Otenburg is hearing primarily from those who live in off-grid homes, trailers or buses and rely on propane or wood for heat. Most have had several weeks of supplies on hand, but because the roads aren’t passable, those several weeks are up for many people, she said.

“At this point they are starting to get a little bit worried,” Otenburg said.

Those who do need a rescue are asked to wait a few days before returning to their homes in the mountains, Otenburg said. She said many residents have people in Crescent City that they can bunk with for a short period of time.

Meanwhile, the snow level is expected to rise from about 1,500 feet to 4,000 feet Thursday evening and then drop back down to 2,500 feet by early Friday morning, said National Weather Service meteorologist Matthew Kidwell.

A winter storm watch will be issued for the Del Norte County interior, including Gasquet and U.S. 199 at the Collier Tunnel for late Thursday night through Friday evening. Eight to 12 inches of snow is possible above 2,500 feet, Kidwell said.

Areas below 2,500 feet could get 2-3 inches of rain, he said.

Meteorologists don’t expect a lot of runoff and flooding with this impending storm system, Kidwell said. But the weight of cold rain on top of an existing snow pack could create structural issues for residents.

“Rain, especially when it’s fairly cold rain, isn’t all that efficient at melting snow, so it’s not really going to be causing a lot of runoff and flooding problems,” he said. “The snow pack could absorb quite a bit of it, but one thing that happens is if you do have a structure that’s got a snow pack on its roof it could get a bunch more weight if you add rain to your snowpack. So it could damage roofs possibly.”

Otenburg added that she’s been watching the California-Nevada River Forecast Center to see if the Smith and Klamath rivers are likely to cause impacts. The Smith River at the Dr. Fine Bridge is expected to reach its highest level of 19 feet between Sunday and Monday — about 8 feet below monitor stage.

“We’re in pretty good shape,” she said.

Like Smith, Scott said long-time residents have told him that 5 feet of snow is almost unprecedented for the Low Divide Road area. This much snow hasn't been seen in that area since the early 1980s, he said.

The Del Norte Road Department is working to grade many of the forest service roads in the area, but they can't deal with 5 feet of snow, Scott said.

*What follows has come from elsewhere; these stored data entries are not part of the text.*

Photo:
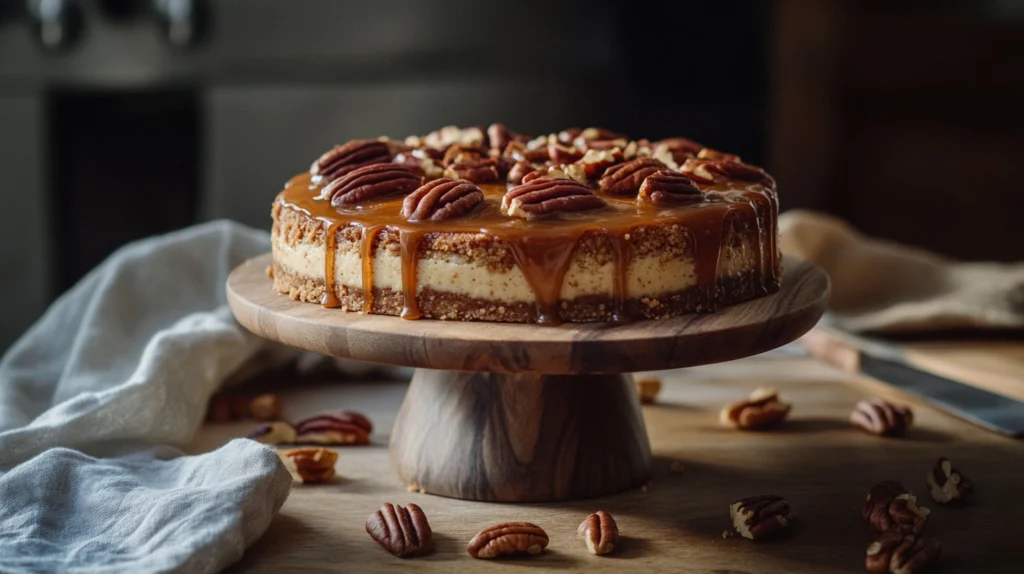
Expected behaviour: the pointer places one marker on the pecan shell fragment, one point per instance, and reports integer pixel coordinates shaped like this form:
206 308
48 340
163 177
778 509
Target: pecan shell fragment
666 187
402 531
508 538
339 428
441 199
371 182
343 159
600 533
901 554
882 417
946 484
891 506
760 517
761 410
626 179
546 195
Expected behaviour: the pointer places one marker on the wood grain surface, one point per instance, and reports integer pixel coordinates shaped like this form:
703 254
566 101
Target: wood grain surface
675 525
573 348
520 437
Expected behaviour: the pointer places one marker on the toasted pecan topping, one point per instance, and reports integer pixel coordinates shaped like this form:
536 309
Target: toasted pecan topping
441 199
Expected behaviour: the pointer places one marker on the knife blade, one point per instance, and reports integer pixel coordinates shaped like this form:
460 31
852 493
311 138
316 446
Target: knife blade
884 361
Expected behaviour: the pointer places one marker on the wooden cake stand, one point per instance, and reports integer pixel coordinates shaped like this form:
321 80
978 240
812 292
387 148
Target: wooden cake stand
520 412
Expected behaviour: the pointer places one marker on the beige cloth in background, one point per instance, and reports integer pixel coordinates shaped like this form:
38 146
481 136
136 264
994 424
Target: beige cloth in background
880 285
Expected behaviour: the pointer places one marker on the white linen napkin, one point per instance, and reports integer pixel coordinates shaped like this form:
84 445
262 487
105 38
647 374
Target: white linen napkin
123 362
882 287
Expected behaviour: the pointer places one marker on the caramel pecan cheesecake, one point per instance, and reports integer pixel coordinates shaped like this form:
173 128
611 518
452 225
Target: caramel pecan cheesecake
487 224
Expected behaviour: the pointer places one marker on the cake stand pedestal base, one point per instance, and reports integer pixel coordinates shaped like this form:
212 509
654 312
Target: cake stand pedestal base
520 438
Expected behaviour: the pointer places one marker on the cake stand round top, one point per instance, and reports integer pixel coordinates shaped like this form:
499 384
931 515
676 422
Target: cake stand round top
732 333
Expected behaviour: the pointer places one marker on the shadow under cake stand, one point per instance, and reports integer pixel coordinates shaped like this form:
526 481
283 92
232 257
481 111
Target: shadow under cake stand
520 412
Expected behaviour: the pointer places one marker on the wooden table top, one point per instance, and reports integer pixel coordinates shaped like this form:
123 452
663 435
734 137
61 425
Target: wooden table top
676 523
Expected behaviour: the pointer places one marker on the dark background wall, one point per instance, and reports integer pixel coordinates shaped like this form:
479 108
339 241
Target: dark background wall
124 119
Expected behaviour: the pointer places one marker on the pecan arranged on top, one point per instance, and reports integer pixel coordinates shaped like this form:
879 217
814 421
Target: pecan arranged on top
309 466
546 195
402 531
679 148
761 410
420 162
709 153
342 427
709 171
901 554
508 538
274 433
759 517
371 182
946 484
441 199
625 179
879 416
343 159
891 506
600 533
666 187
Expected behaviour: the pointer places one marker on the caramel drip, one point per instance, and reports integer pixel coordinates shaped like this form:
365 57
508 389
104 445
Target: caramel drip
330 298
545 260
707 235
620 285
410 266
369 233
544 249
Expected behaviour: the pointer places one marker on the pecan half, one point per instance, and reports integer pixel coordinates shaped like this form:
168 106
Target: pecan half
625 179
946 484
342 427
600 533
761 410
560 153
484 170
402 531
278 432
546 195
508 538
760 517
518 171
371 182
881 417
647 390
901 554
309 466
265 406
666 187
343 159
890 506
679 148
441 199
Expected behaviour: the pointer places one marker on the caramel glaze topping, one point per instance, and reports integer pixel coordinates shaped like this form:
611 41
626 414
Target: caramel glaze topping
544 248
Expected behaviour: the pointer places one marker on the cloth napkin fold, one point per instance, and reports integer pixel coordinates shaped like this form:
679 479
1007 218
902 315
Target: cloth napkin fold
125 361
883 287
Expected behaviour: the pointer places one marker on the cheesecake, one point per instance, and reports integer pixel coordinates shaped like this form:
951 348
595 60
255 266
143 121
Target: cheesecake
489 225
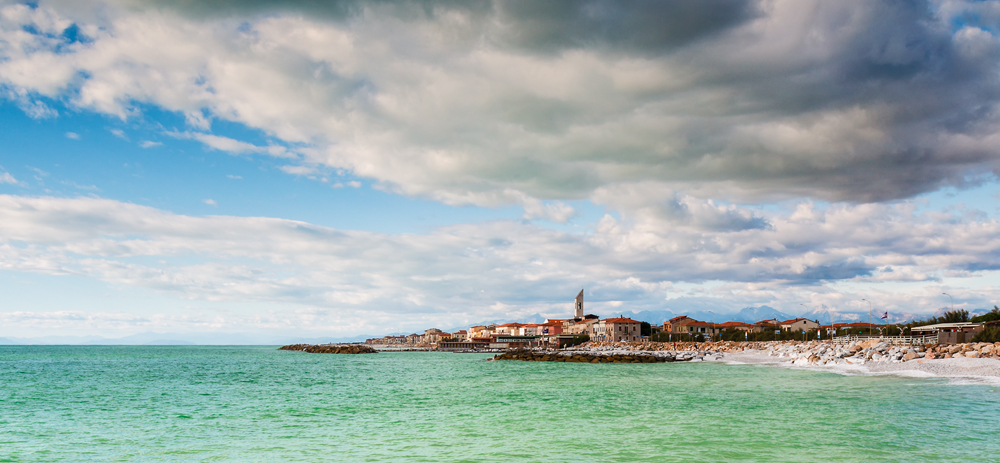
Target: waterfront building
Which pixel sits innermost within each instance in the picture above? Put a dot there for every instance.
(949, 333)
(551, 327)
(578, 306)
(581, 327)
(767, 325)
(480, 331)
(687, 325)
(509, 329)
(616, 329)
(734, 326)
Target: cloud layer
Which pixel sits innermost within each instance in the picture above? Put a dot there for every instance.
(494, 103)
(469, 273)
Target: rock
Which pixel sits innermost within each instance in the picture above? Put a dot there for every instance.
(330, 348)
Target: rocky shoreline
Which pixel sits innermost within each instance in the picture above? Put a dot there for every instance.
(601, 356)
(330, 348)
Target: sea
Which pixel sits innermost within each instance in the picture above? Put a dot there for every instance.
(259, 404)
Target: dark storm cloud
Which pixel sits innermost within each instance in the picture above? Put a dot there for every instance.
(645, 26)
(512, 102)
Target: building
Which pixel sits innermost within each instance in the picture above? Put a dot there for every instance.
(767, 325)
(949, 333)
(480, 331)
(580, 327)
(551, 327)
(687, 325)
(734, 326)
(509, 329)
(616, 329)
(799, 324)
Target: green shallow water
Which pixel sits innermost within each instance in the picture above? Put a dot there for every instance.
(250, 403)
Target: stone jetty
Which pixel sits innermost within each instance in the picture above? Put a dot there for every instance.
(330, 348)
(605, 354)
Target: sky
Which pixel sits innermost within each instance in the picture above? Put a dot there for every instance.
(367, 167)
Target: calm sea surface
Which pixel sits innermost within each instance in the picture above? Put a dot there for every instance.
(130, 403)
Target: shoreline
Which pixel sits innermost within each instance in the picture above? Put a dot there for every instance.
(956, 370)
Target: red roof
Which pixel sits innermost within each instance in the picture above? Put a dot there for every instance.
(732, 324)
(852, 325)
(621, 320)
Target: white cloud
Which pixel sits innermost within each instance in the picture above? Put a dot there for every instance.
(464, 106)
(456, 273)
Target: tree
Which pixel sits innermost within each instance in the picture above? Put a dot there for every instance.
(956, 316)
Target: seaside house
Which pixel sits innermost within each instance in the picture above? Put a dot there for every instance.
(509, 329)
(551, 327)
(949, 333)
(616, 329)
(799, 324)
(767, 325)
(581, 327)
(480, 331)
(734, 326)
(687, 325)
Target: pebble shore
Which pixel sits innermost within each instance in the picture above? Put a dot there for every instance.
(975, 361)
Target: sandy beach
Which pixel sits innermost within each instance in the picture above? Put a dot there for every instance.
(957, 369)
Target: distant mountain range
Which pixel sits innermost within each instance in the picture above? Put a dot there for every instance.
(655, 317)
(181, 339)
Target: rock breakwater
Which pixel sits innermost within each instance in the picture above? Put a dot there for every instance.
(604, 354)
(876, 351)
(330, 348)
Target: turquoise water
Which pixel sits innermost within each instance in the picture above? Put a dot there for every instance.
(131, 403)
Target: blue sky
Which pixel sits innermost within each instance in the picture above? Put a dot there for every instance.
(283, 167)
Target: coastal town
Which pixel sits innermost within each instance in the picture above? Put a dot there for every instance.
(559, 333)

"They graded the road clear up to 8 miles up Low Divide and made it to an intersection and then had to kind of clar a turn-around spot where we could get the Sno-Cat and rescue teams in," he said. "And that's as far as they could make it."

Up on Low Divide, residents continue to work together to make sure their neighbors are taken care of, Smith said. 

“The residents up here are resilient and heart-full — a little mountain community of true social security," she said.